We all know what that usually means, right? Yep, something’s wrong.

What is your visceral response to this? Do you want to run? Does it ignite anger? Are you making a mental list of all the things you really “need to talk about” too?

Fight or flight?

Don’t feel bad, we all do this on some level. But, what if we healed our relationship with conflict and stopped trying to avoid it at any cost? What if instead, we used it as an opportunity for personal growth and strengthening of the relationship?

Instead of staying away from conflict, I suggest getting really good at conflict resolution. It’s one of the most useful skills to have in life, it allows you the freedom to better understand the other person, communicate your point of view without upset, and get the result you want from the situation.


Here are five ways to becoming a conflict resolution aficionado:

1. When you “need to talk,” or someone else “needs to talk” have the conversation as soon as possible. The longer you go without having a direct and honest communication, the more “story” you’ll both make up in your heads about what’s going on. Take immediate action. The only reason to delay is to cool down, if your blood is boiling, so that you can be level headed.

2. When you start the conversation, let the person know what the result you want is, and ask them what result they are going for. If you know the outcome you both desire, you can aim your conversation to it.

3. Listen to the other person, allow for their experience.
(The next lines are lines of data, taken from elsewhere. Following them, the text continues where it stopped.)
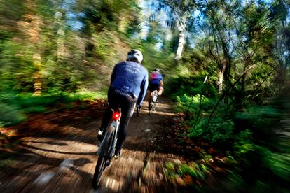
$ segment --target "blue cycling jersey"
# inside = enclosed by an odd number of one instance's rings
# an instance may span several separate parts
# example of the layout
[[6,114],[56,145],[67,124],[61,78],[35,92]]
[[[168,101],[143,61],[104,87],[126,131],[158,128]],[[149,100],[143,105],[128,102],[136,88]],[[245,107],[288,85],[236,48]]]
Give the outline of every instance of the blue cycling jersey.
[[148,87],[148,71],[137,62],[121,62],[113,68],[110,87],[132,94],[141,105]]

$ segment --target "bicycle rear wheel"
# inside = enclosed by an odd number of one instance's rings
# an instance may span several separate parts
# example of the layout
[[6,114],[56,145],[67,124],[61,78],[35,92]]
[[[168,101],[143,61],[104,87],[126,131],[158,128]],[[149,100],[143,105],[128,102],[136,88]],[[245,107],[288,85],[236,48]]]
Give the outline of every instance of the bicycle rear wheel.
[[95,169],[94,177],[92,178],[92,186],[95,190],[99,185],[102,175],[107,165],[110,163],[110,152],[111,151],[111,144],[113,142],[113,131],[115,128],[110,125],[106,132],[106,135],[102,142],[100,150],[99,151],[99,158],[97,159],[96,168]]

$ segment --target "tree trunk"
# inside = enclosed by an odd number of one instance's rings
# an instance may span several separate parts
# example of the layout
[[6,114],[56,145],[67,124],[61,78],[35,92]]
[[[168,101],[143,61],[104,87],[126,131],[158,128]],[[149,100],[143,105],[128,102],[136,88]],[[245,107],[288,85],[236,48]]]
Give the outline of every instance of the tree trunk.
[[40,49],[40,32],[43,22],[38,15],[35,15],[36,7],[34,1],[27,0],[28,12],[25,15],[23,21],[18,22],[20,30],[27,35],[28,40],[27,48],[33,52],[32,62],[34,69],[34,94],[40,95],[41,94],[41,56]]
[[58,25],[57,32],[57,59],[64,57],[64,27],[65,24],[62,20],[62,13],[57,11],[55,13],[56,22]]
[[174,57],[174,61],[177,64],[179,62],[180,59],[181,58],[184,45],[186,43],[186,17],[183,17],[181,18],[181,20],[177,22],[177,28],[178,28],[178,31],[179,31],[179,38],[178,47],[177,47],[177,52],[176,52],[175,57]]
[[223,64],[223,68],[219,69],[218,77],[219,77],[219,93],[220,95],[223,94],[223,76],[226,71],[226,63]]

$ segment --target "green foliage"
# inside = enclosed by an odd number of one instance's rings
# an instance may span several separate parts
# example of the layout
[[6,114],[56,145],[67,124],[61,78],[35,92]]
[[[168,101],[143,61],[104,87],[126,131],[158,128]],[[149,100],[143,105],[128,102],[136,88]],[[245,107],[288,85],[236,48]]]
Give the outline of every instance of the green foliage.
[[0,127],[18,124],[25,119],[23,112],[17,106],[0,102]]

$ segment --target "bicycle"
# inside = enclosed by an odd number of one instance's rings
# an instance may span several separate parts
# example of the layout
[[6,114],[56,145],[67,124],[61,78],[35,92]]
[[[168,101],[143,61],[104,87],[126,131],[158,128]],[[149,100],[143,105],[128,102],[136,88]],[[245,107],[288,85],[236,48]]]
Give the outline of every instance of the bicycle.
[[137,117],[139,117],[139,116],[140,115],[140,108],[141,107],[139,106],[136,106],[136,109],[137,109]]
[[158,97],[158,92],[156,90],[150,94],[149,104],[148,106],[148,113],[151,115],[151,111],[155,111],[157,103],[157,97]]
[[92,186],[96,190],[99,185],[103,171],[111,164],[111,160],[115,155],[115,147],[117,144],[118,132],[121,117],[121,109],[111,109],[112,119],[106,129],[103,141],[99,145],[97,155],[99,156],[92,178]]

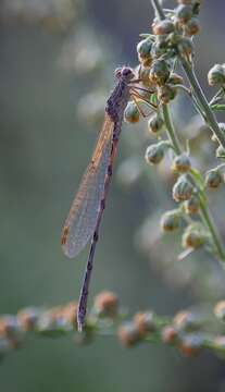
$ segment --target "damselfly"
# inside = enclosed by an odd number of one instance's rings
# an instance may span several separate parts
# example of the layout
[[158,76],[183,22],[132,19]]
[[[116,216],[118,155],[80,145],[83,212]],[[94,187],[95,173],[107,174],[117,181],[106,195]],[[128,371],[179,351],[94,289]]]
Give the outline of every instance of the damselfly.
[[[145,100],[137,93],[137,89],[142,88],[133,85],[139,79],[134,78],[135,75],[132,69],[127,66],[117,69],[115,76],[118,82],[107,101],[104,122],[96,148],[62,231],[63,252],[71,258],[77,256],[87,242],[92,238],[77,310],[79,331],[82,331],[85,323],[93,256],[112,176],[124,111],[130,97],[135,99],[137,105],[137,98]],[[140,108],[139,110],[141,111]]]

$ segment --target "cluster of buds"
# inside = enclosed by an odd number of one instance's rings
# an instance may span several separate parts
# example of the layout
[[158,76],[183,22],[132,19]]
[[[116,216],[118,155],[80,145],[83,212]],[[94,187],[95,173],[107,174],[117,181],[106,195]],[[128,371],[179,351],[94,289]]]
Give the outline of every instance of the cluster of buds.
[[20,0],[3,1],[0,21],[20,21],[28,24],[41,24],[50,30],[65,30],[77,17],[78,1],[73,0]]
[[[200,30],[199,4],[199,1],[178,1],[173,12],[165,12],[164,20],[154,19],[151,26],[153,34],[145,34],[137,45],[139,61],[137,76],[145,87],[150,87],[151,91],[154,91],[154,105],[168,103],[183,85],[183,77],[173,71],[173,60],[180,56],[191,61],[193,52],[191,38]],[[151,103],[152,98],[149,98],[148,91],[146,93],[141,91],[139,95]],[[139,121],[135,103],[128,105],[125,120],[130,123]],[[151,132],[157,133],[161,127],[160,122],[154,125],[150,121]]]
[[[225,319],[225,302],[214,309],[216,318]],[[225,355],[225,336],[208,331],[213,315],[202,311],[183,310],[174,318],[159,317],[152,311],[138,313],[118,329],[118,339],[125,347],[145,342],[164,343],[182,354],[195,357],[202,350],[215,355]]]
[[[50,309],[28,307],[17,315],[0,317],[0,356],[18,348],[30,332],[35,335],[60,338],[76,332],[77,303]],[[123,317],[122,317],[123,315]],[[225,321],[225,301],[214,307],[217,323]],[[118,308],[117,296],[109,291],[98,294],[87,318],[83,334],[76,334],[77,343],[90,343],[98,334],[112,333],[125,347],[139,343],[155,342],[172,345],[187,356],[196,356],[203,348],[214,354],[225,354],[225,336],[208,332],[213,314],[202,310],[183,310],[172,317],[162,317],[152,310],[138,311],[130,320]],[[112,329],[113,327],[113,329]],[[209,329],[210,330],[210,329]]]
Seek to understand their point of view, rather than holding tight to your own standpoint.

4. When it’s your turn to speak, do so from your perspective. Express yourself using “I statements” and without placing blame on them or anyone for your feelings or experience.

5. Avoid absolute statements like “never” and “always”, instead focus on the situation at hand in the current moment.

If the conversation is getting off track, circle back to the outcome that you are seeking and express your sincere desire to get there.

Practicing conflict resolution is essential to mastering it, and while I’m not encouraging you to go pick fights with your mama, I do suggest having any hard conversation you’ve been avoiding and using these five key steps.

When you know that you can resolve any conflict, you will no longer be enslaved by the avoidance, leave good relationships, and try to please everyone around you. You’ll be free.